The XX Factor

Learning To Spot the Photoshop 

Examples of Photoshopped images collected by Dartmouth researcher Hany Farid.

When’s the last time you saw an un-Photoshopped picture of a celebrity? Maybe longer ago than you think. I’d never really looked at before-and-after Photoshopped images before, so my visit to the website created by Dartmouth researchers to demonstrate their new Photoshop-revealing tool was, well, revealing. Never again will I marvel at how good Kim Cattrall looks for her age—at least, not in a magazine spread. 

The Dartmouth students and their professor developed a tool and system (described on Mashable) to create a “Photoshop rating” for any given image, so that a heavily edited image would get a five, while something untouched would be a zero. Can you imagine a world in which every advertising image or magazine fashion shoot carried, in effect, a warning level, with a “five” standing for the concept “no one really looks like this?” 

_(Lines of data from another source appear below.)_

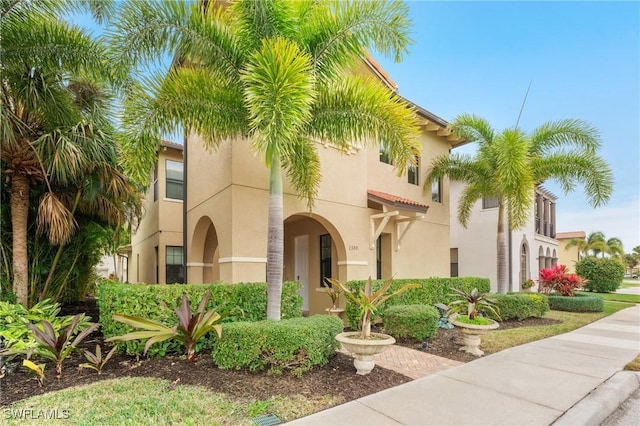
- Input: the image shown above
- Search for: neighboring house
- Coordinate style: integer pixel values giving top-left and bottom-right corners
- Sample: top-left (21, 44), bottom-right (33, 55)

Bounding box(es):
top-left (451, 181), bottom-right (559, 292)
top-left (126, 141), bottom-right (185, 283)
top-left (129, 60), bottom-right (463, 314)
top-left (556, 231), bottom-right (587, 273)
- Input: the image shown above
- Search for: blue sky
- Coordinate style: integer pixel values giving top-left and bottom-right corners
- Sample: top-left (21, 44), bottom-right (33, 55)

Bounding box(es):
top-left (376, 1), bottom-right (640, 252)
top-left (67, 0), bottom-right (640, 252)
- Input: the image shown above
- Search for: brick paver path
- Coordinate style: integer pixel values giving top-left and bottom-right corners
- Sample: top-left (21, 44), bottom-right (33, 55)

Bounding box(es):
top-left (342, 345), bottom-right (463, 379)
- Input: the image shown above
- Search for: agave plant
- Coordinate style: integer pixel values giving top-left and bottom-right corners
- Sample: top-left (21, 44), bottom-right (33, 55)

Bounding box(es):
top-left (80, 345), bottom-right (118, 374)
top-left (27, 314), bottom-right (100, 378)
top-left (110, 290), bottom-right (227, 362)
top-left (327, 277), bottom-right (420, 339)
top-left (448, 288), bottom-right (500, 320)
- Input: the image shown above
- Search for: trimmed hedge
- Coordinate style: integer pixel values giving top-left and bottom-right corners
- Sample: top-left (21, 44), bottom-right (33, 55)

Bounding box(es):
top-left (96, 281), bottom-right (302, 356)
top-left (487, 293), bottom-right (549, 321)
top-left (382, 305), bottom-right (440, 340)
top-left (213, 315), bottom-right (343, 374)
top-left (576, 256), bottom-right (625, 293)
top-left (549, 294), bottom-right (604, 312)
top-left (345, 277), bottom-right (491, 329)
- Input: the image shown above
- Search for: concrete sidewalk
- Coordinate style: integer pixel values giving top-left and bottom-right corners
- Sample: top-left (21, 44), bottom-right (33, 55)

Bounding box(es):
top-left (288, 305), bottom-right (640, 426)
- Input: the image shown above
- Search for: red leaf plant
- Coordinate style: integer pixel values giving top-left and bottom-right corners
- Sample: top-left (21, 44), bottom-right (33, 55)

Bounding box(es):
top-left (539, 265), bottom-right (582, 296)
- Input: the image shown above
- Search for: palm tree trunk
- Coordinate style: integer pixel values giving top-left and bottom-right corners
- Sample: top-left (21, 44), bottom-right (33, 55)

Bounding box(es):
top-left (497, 201), bottom-right (509, 294)
top-left (267, 154), bottom-right (284, 321)
top-left (11, 174), bottom-right (29, 308)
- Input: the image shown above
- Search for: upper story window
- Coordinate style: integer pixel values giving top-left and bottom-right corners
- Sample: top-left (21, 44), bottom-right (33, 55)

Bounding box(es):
top-left (166, 160), bottom-right (184, 200)
top-left (407, 157), bottom-right (420, 185)
top-left (482, 197), bottom-right (500, 209)
top-left (431, 179), bottom-right (442, 203)
top-left (380, 143), bottom-right (391, 164)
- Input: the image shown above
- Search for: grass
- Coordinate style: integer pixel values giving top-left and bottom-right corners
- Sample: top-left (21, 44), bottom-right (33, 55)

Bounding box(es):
top-left (578, 291), bottom-right (640, 303)
top-left (2, 377), bottom-right (340, 425)
top-left (482, 300), bottom-right (633, 353)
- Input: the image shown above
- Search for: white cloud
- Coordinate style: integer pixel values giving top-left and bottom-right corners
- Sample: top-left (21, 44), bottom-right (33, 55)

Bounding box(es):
top-left (556, 196), bottom-right (640, 253)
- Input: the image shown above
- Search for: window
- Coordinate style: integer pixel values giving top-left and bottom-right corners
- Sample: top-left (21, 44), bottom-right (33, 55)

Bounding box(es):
top-left (166, 160), bottom-right (184, 200)
top-left (380, 143), bottom-right (391, 164)
top-left (320, 234), bottom-right (331, 287)
top-left (165, 246), bottom-right (184, 284)
top-left (407, 157), bottom-right (420, 185)
top-left (449, 248), bottom-right (458, 277)
top-left (482, 197), bottom-right (500, 209)
top-left (431, 179), bottom-right (442, 203)
top-left (153, 165), bottom-right (158, 201)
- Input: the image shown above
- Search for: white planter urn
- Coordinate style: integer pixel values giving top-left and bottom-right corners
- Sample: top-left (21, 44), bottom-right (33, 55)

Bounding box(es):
top-left (336, 331), bottom-right (396, 376)
top-left (453, 319), bottom-right (500, 356)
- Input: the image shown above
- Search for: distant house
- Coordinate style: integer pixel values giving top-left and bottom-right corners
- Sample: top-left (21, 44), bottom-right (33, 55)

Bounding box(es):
top-left (556, 231), bottom-right (587, 272)
top-left (450, 181), bottom-right (559, 291)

We’ll have to imagine it, because unfortunately you can’t just apply the tool to any image. Publishers and advertisers would have to agree to to put a rating system in place (or possibly, in Europe, have a ban imposed on them). But until that day, XOJane editor Emily McCombs offers 75 completely un-Photoshopped images of women’s bellies, sent in by readers to help change the idea that we should all meet some untouchable standard of what Margaret Wheeler Johnson at HuffPo calls “flat, blank abs.” Real world images of women. What is the Web coming to?